Jessie Oonark, Untitled, around 1970, wool felt and cotton thread. Gift of Guardian Capital Group Limited, 2020. Public Trustee for Nunavut, Estate of Jessie Oonark
We are thrilled to announce that Guardian Capital Group Limited has donated its Indigenous art collection to Agnes. Recognizing Agnes and Queen’s commitment to working alongside Indigenous communities and fostering Indigenous-led access to collections, Guardian Capital Indigenous Art Fund has been established to support ongoing research and engagement with this collection. The Guardian Capital Indigenous Art Collection is a coherent body of works of significant cultural value. On multiple levels, the collection allows for the research and interpretation of Indigenous works of art from Turtle Island and into the North, as well as an understanding of how a corporate collection, one with a focus on Indigenous art, is shaped.

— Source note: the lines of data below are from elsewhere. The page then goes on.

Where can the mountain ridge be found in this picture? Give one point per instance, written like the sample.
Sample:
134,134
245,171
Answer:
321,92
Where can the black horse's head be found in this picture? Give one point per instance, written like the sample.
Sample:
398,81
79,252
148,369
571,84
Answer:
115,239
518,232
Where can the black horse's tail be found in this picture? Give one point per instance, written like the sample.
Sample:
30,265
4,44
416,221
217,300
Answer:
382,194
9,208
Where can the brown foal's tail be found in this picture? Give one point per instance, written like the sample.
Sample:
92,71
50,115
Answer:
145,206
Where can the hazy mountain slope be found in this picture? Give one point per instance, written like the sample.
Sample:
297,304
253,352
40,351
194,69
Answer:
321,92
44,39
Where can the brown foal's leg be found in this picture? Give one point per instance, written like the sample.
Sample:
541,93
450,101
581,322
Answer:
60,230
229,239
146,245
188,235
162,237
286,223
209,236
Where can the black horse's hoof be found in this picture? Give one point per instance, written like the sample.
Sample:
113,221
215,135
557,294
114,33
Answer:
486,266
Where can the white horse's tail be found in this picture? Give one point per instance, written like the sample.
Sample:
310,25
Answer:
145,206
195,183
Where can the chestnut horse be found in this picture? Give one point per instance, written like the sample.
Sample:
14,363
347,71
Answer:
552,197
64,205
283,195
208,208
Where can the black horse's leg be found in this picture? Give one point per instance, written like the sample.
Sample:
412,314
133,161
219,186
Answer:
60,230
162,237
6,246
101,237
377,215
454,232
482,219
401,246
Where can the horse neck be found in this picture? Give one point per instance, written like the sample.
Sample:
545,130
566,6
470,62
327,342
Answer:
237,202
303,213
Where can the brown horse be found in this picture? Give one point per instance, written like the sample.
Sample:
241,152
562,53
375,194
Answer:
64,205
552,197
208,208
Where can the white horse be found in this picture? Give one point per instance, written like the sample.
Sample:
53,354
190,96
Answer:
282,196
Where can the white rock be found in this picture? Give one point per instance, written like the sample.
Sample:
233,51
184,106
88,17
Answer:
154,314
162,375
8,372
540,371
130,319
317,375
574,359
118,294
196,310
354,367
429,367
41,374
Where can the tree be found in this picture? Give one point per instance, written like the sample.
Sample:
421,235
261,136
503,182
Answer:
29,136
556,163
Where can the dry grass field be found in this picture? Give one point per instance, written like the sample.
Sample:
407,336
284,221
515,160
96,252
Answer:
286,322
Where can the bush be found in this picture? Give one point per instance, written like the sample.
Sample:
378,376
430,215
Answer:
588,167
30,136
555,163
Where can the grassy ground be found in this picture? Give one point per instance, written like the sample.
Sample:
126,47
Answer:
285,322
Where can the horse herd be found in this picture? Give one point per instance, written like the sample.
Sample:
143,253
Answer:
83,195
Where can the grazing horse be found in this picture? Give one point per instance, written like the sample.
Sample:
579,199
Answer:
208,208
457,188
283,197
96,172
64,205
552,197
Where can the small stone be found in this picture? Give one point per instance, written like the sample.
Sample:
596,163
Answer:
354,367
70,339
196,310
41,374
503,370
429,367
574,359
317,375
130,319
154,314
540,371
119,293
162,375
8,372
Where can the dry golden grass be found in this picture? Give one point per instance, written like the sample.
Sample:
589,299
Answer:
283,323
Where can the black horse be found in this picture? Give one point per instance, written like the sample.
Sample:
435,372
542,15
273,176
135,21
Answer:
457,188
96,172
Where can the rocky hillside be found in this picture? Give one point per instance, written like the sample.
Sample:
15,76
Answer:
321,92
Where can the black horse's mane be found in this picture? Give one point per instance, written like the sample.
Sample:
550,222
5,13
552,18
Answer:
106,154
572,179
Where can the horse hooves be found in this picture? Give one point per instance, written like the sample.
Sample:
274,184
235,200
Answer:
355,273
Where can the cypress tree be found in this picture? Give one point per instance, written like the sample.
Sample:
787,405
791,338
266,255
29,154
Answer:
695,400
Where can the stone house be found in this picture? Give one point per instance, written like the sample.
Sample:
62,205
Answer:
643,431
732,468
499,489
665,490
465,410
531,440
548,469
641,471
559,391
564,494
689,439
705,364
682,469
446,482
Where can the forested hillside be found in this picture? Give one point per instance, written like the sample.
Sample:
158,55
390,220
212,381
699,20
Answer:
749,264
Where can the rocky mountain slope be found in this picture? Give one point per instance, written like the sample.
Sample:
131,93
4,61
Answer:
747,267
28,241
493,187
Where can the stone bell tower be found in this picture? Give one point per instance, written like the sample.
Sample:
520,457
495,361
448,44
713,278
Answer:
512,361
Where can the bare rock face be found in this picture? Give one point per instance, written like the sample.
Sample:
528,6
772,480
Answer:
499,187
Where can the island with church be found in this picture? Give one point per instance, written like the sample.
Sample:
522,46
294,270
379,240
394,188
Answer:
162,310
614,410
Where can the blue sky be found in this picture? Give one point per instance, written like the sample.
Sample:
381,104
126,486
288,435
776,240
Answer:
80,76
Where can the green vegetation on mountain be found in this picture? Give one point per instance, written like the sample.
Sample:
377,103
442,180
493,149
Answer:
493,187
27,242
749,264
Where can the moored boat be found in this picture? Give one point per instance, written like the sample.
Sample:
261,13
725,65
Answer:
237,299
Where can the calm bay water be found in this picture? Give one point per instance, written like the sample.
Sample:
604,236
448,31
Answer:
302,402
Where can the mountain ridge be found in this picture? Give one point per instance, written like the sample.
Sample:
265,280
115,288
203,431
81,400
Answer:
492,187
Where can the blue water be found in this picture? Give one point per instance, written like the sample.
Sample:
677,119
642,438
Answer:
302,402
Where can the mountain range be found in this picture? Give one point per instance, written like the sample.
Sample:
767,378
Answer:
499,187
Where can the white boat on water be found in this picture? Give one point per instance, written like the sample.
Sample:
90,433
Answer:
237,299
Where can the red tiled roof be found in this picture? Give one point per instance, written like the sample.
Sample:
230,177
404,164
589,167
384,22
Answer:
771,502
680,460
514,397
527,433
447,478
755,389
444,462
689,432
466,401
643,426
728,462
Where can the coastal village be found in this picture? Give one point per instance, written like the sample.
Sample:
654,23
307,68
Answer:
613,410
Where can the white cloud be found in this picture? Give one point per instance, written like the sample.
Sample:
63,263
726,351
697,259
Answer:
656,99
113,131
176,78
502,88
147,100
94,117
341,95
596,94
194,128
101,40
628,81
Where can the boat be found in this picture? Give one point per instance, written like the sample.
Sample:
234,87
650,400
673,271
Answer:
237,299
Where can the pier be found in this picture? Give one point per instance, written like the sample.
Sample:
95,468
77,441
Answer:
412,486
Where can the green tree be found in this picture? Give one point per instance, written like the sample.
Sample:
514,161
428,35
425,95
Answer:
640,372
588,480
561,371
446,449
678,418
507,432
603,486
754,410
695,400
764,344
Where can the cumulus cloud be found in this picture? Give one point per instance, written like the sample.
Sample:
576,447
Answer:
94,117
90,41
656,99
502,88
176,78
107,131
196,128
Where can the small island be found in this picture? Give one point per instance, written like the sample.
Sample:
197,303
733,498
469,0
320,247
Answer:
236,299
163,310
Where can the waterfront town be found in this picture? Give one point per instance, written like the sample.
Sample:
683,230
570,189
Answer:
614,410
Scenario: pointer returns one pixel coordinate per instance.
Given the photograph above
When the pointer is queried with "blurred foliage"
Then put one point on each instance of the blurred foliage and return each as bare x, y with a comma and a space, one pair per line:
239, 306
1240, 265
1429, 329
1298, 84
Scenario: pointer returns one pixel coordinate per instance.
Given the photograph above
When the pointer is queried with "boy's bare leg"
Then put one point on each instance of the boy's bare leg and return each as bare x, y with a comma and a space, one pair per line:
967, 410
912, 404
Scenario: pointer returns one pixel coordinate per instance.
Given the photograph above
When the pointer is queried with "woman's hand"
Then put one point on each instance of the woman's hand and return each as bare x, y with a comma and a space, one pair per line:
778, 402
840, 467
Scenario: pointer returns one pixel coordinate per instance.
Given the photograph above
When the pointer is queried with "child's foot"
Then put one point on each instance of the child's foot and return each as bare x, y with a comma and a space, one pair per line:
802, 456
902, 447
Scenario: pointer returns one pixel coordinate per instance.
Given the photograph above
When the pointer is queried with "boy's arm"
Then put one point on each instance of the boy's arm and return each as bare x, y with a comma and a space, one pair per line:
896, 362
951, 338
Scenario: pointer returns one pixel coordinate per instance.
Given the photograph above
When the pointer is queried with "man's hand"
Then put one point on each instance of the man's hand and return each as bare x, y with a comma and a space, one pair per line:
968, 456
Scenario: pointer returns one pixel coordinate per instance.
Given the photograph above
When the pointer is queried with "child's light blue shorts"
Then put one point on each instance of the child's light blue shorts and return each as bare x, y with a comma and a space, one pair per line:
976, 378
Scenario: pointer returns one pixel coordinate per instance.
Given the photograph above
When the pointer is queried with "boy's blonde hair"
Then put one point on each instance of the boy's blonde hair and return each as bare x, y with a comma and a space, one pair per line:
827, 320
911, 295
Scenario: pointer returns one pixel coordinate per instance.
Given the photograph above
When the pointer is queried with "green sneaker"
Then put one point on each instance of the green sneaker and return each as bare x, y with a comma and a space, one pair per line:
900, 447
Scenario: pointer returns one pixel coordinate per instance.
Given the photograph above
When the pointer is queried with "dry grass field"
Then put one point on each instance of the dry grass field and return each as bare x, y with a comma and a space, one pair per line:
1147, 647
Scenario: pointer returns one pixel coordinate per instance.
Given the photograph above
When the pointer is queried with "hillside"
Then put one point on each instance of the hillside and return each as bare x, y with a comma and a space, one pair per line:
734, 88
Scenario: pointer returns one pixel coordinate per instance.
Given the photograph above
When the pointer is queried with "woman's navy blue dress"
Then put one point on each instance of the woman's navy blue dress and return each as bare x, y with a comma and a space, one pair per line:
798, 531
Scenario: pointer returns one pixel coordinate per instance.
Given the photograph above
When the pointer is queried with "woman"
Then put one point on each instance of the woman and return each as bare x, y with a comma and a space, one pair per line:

There are sixty-four works in total from over ten different communities. These works constitute an important and nuanced record of the emergence and recognition of contemporary Indigenous art in the 1970s. “The collection has extraordinary depth in appliqued and woven wall hangings from Pangnirtung, Qamanittuaq (Baker Lake) and Kangiqtiniq (Rankin Inlet), including a complex work by Jessie Oonark in vibrant tri-colour,” says Alicia Boutilier, Chief Curator. “Among important paintings is an early Alex Janvier of swirling abstract form, and several by Norval Morrisseau, such as his self-portrait as Jesus Christ with two medicine bags and Midewiwin shamanic hood, his Sacred Medicine Bear widely produced in print and a portrait of his daughter.”
A leader in art philanthropy and corporate collecting, Hunter Thompson assembled the collection of artistic treasures on behalf of Guardian, during his years as a senior executive with the company. In parallel to the Guardian Capital Indigenous Art Collection, Hunter and Valerie Greenfield Thompson have generously donated works of art from their own collection to Agnes. Both collections augments Agnes’s representation of Indigenous art and will form careful study and presentation with Indigenous scholars.